An episkopacy is a magistracy, considered appropriate to men aged between forty and sixty. An episkopos is formally subordinate directly to the anakritēs, and imperial kritēs in his province are formally subordinate directly to him. That is, he is formally an officer of the anakritēs' department. But his supervisory authority places other departments within the episkopy under his oversight. The logistēs collects revenues and pays expenses for the khrysofylax: supervised by the episkopos. The stratēgos organises and commands the militias in the episkopy for the polemarkh: supervised by the episkopos. Even the tagmarkh of the imperial army tagma stationed in the episkopy is supervised by the episkopos.

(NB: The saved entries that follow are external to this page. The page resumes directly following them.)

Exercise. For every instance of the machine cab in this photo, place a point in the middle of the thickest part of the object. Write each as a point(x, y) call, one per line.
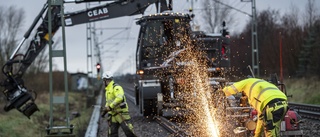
point(160, 34)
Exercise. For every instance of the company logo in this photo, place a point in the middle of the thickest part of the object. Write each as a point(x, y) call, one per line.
point(97, 12)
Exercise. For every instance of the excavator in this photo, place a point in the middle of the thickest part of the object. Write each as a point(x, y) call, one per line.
point(20, 97)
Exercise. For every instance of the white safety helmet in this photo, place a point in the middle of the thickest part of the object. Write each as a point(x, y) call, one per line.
point(107, 75)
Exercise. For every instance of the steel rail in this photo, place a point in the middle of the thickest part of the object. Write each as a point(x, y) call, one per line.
point(171, 127)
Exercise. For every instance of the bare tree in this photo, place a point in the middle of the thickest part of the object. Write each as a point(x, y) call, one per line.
point(215, 13)
point(311, 13)
point(11, 21)
point(290, 29)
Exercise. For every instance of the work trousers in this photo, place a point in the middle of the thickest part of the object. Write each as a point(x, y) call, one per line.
point(270, 119)
point(125, 124)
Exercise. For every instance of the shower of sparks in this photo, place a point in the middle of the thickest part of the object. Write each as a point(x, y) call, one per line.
point(205, 117)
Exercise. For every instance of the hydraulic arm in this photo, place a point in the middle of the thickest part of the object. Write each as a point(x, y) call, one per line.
point(17, 95)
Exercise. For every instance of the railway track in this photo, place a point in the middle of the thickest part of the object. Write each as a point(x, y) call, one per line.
point(308, 111)
point(175, 130)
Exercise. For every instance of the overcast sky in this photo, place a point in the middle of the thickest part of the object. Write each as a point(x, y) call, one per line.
point(124, 41)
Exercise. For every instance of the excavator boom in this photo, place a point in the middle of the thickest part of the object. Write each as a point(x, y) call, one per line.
point(16, 93)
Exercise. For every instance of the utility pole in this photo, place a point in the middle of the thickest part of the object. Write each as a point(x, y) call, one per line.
point(194, 27)
point(254, 38)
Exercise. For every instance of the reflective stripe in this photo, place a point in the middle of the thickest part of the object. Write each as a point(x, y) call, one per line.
point(250, 91)
point(234, 88)
point(261, 92)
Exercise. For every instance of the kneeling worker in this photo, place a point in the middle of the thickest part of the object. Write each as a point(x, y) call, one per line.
point(270, 103)
point(116, 107)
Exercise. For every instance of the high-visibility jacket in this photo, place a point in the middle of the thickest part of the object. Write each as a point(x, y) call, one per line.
point(115, 99)
point(259, 92)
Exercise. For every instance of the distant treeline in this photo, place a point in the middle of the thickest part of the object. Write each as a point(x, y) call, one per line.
point(300, 44)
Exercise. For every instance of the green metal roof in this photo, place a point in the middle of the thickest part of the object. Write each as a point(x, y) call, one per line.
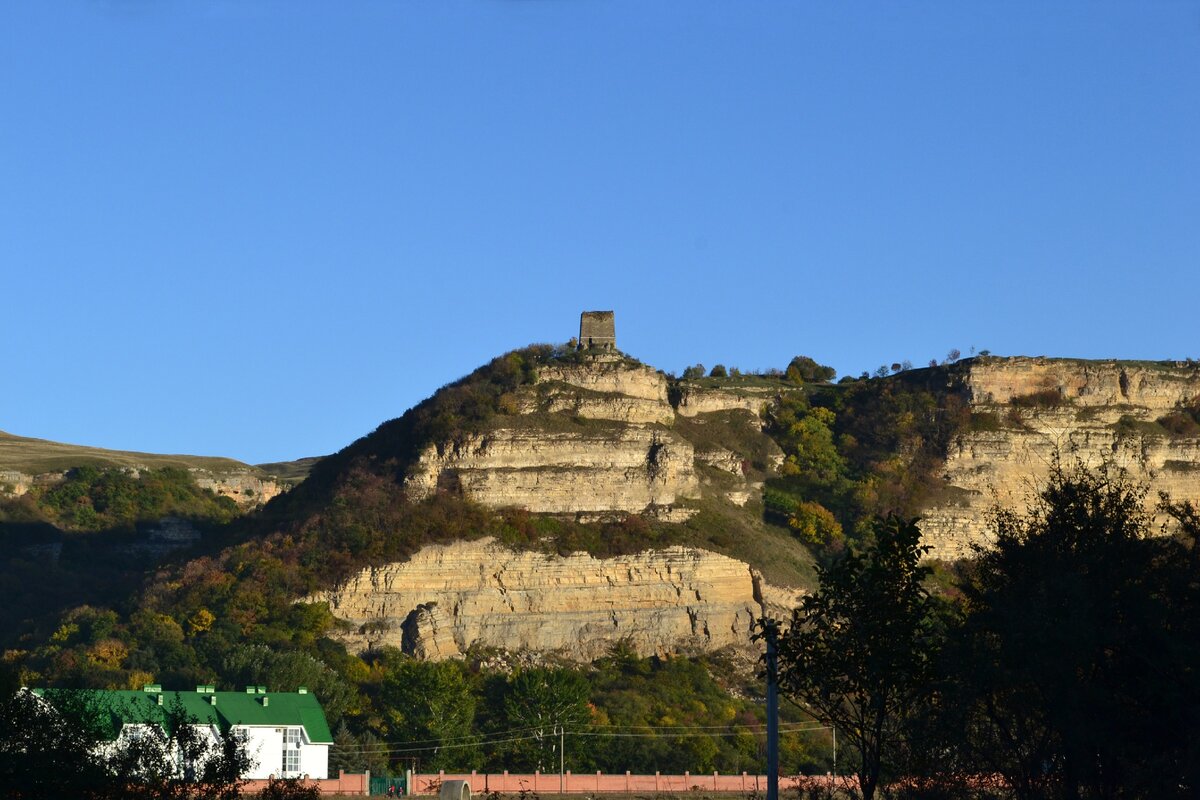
point(231, 709)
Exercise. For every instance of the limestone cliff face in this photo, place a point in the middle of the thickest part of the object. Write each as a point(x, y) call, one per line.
point(586, 439)
point(627, 469)
point(450, 597)
point(695, 400)
point(249, 491)
point(1108, 413)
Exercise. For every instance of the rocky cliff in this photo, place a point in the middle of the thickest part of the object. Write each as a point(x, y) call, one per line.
point(245, 488)
point(448, 599)
point(1027, 411)
point(588, 439)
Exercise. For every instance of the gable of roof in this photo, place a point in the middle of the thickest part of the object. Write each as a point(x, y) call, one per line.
point(231, 709)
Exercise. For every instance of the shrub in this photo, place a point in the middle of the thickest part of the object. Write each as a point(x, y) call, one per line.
point(289, 789)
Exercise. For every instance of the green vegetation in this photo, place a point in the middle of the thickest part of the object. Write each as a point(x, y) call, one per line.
point(864, 449)
point(94, 499)
point(1185, 421)
point(1063, 667)
point(39, 456)
point(859, 650)
point(51, 746)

For provincial eupatridai who would have little chance of attracting attention and patronage in Thekla, the court of their episkopos is the focus of most ambition. It is there that gentlemen are appointed hypokritēs, it is there that crucial leases on imperial estates are let.

Decadent Period

In the Decadent Period the actual power of the central government over the episkopoi who govern its provinces is feeble. While the emperor, the polemarkh, and the dynastai were struggling for power in Thekla, the episkopoi of the provinces slipped into practical autonomy. The emperor and the anakritēs are ciphers, and the episkopoi no more than vassals of the central government. In theory the episkopoi are still appointed by the Emperor, and they still send annual reports and protestations of diligence and loyalty to the anakritēs. But in practice the episkopacies are hereditary or at least family possessions, and the episkopoi are not subject to much interference in their running of affairs. If the polemarkh has proof of wrongdoing, especially treason, he can still dispose of an episkopos without the episkopy rebelling and the other episkopoi uniting against him. Even then any blatant attempt to stuff an episkopacy with one of his stooges will meet resistance. The episkopoi intrigue against one another, but they unite to prevent any great re-assertion of central power. Like European dukes and counts in the nadir of feudalism, or like Japanese daimyo under a weak shogun, episkopoi are great territorial lords only just subject to the empire of which they are in theory officers.

Episcopal authority over the archpriest, the numerous kritēs of his domain, and his logistēs are uncomplicated, but military matters are not straightforward. The polemarkh usually appoints the commander of the Imperial Army tagma in the episkopy, so the episkopos finds the Army unreliable. And though the episkopos appoints the stratēgos of the militias in his domain, militia are not suited to be bodyguards and political hatchetmen. Therefore nearly every episkopos maintains an agema of military retainers, drawn from the local eupatridai and serving in exchange for political favours and grants of leases on public land.

In this period the episkopoi are the source of all the patronage that most people are interested in, and men wishing for a political career go to their courts rather than to that of the emperor or the polemarkh. The episkopal courts are certainly where the leases of imperial lands are passed out, where krites and hypokrites are appointed, and where politēs are made and broken.